Tuesday, May 12, 2009

Remembering Two Fallen G's.

Two baseball G's passed recently. Dom "The Little Professor" DiMaggio and Jack "Lucky" Lohrke.

DiMaggio, besides strongly resembling "Steve" from Sex and the City, is a genuine Bosawk legend who suffered from playing in the shadow of his Yankee brother. Matter of fact, one of the records he still holds-longest hitting streak on the Red Sox-came to an end at the hands of Mr. Coffee.

He didn't sound too bitter about it tho, here's the Little Pro telling it to the NY Times:

First of all, when I hit in 34 games in a row, I was only doing my job. I played every game pretty much as I played any other game. I got my fair share of walks during the streak — I don’t think I chased bad pitches. I was a line-drive hitter. My job was to get on base and let the sluggers like Ted Williams drive me home. I wasn’t even aware of my streak until it was at 22 or 23 games, and I didn’t make a big deal of it.

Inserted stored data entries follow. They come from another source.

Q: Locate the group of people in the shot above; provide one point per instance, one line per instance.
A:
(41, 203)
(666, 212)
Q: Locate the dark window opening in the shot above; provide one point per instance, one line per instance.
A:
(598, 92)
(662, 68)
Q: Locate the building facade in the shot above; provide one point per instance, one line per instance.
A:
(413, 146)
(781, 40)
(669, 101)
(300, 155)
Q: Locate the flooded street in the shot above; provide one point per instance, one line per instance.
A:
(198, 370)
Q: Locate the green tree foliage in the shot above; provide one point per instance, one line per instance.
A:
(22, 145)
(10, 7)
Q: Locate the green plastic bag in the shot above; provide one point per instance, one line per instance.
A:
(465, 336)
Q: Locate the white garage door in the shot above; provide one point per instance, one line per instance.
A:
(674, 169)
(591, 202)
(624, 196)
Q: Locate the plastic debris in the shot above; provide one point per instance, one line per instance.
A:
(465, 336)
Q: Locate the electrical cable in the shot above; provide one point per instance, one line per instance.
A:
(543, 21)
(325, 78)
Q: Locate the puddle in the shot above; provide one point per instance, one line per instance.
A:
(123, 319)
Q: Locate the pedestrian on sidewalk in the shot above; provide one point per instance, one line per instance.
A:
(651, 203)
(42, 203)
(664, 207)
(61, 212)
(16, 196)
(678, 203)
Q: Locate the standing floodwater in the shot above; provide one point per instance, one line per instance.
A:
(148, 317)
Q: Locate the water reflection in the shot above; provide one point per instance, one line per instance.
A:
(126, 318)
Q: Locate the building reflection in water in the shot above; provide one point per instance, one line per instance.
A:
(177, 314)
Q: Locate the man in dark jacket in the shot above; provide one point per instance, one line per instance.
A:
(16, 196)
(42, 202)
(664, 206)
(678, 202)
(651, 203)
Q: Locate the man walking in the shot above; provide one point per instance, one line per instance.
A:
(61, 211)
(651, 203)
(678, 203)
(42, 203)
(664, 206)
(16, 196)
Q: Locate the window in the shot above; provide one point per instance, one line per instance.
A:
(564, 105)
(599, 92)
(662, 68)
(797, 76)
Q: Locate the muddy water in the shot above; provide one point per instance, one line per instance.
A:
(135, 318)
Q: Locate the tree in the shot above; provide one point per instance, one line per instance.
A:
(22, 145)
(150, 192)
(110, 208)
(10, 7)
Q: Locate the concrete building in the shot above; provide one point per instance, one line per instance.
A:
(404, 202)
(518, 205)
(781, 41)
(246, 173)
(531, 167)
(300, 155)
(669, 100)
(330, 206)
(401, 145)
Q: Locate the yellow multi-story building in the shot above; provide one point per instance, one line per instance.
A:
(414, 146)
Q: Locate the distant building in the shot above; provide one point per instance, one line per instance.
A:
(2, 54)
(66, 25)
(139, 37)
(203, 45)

On the day it ended, Aug. 9, we were playing the Yankees at Fenway Park. Our rivalry with the Yankees was great — every bit as emotional as it is now. The atmosphere was very thick whether we played at Fenway Park or Yankee Stadium. That afternoon we were in third place, six games behind the first-place Yankees, but playing great. We were just entering the pennant race. These were big games.

But when you feel pressure, you do not perform. The first thing you’ve got to do is be completely relaxed. And that’s the way I was. On that day against the Yankees, I felt good. I hit one solid shot to the third baseman that was turned into an out. I got out another couple of times. I was 0 for 4 when I got to the plate in the eighth inning against Vic Raschi, who was a darn good pitcher.

I smacked a line drive right up the middle so hard that it passed Raschi’s ear! He ducked to get out of the way of it! As soon as I hit it, I said, “O.K., that’s 35.” But that ball wouldn’t drop. The ball refused to drop. Joe is standing out there in center field, and he didn’t have to move. He said it himself later — if he hadn’t caught the ball, it would have hit him right between the eyes. So there was no effort on his part. It wasn’t a great play by him, like they’re still saying today. I just hit the ball too damn hard!

But the streak was over, and I didn’t mind that much. (After all, we’d won the game, 6-3.) And hitting streaks didn’t matter to me, even when I hit in another 27 straight in 1951. It’s just a statistic. And the only statistic that really matters to me is hitting .300. I did it four times in my 10 full seasons in the major leagues, and finished with a .298 average lifetime. My only regret is not hitting .300.

It would have meant so much. Enos Slaughter hit exactly .300 in his career — and he’s in the Hall of Fame. Why? Did he hustle any more than I did? Did he have a better arm than I did? Did he run the bases any better than I did? Did he play defense as well as I did? Who knows? All I needed was 12 more hits — only about one per season — and I would have had a .300 average.

But that’s O.K. As I said, I was a leadoff man. I think one of the finest compliments paid to me was from my own teammate, Bobby Doerr. He said to me on more than one occasion, “Dommy, if you had been batting fifth or sixth in the lineup, I am positive you would drive in 100 runs a year.” That to me was the ultimate compliment. Just like the streak, I did what my job called for.

Jack "Lucky" Lohrke had a short career, mostly with the New York Giants. As for that nickname? "He didn't really like that nickname," his son said. "It reminded him of too many things."

What things? From his AP obit:

Mr. Lohrke served in the Army during World War II and fought in the D-day invasion at Normandy and later in the Battle of the Bulge. He recounted how four soldiers, two on each side of him, were killed in combat.

In 1945, Mr. Lohrke was leaving the service when he prepared to board a military transport for the trip home to California. Shortly before takeoff, he was bumped from the flight by a higher-ranking officer. The plane crashed, and all passengers were killed.

In 1946, Mr. Lohrke and his minor league teammates on the Spokane Indians boarded a bus for a ride across the state of Washington. During a lunch stop, Mr. Lohrke got word that he'd been promoted to Triple-A San Diego, took his gear, and hitchhiked home.

That night, the bus careened off a rain-slicked pass through the Cascades mountain range and plummeted into a valley, killing nine players. It remains the most deadly crash involving an American professional baseball team.

By the time he reached the majors, Mr. Lohrke was "Lucky."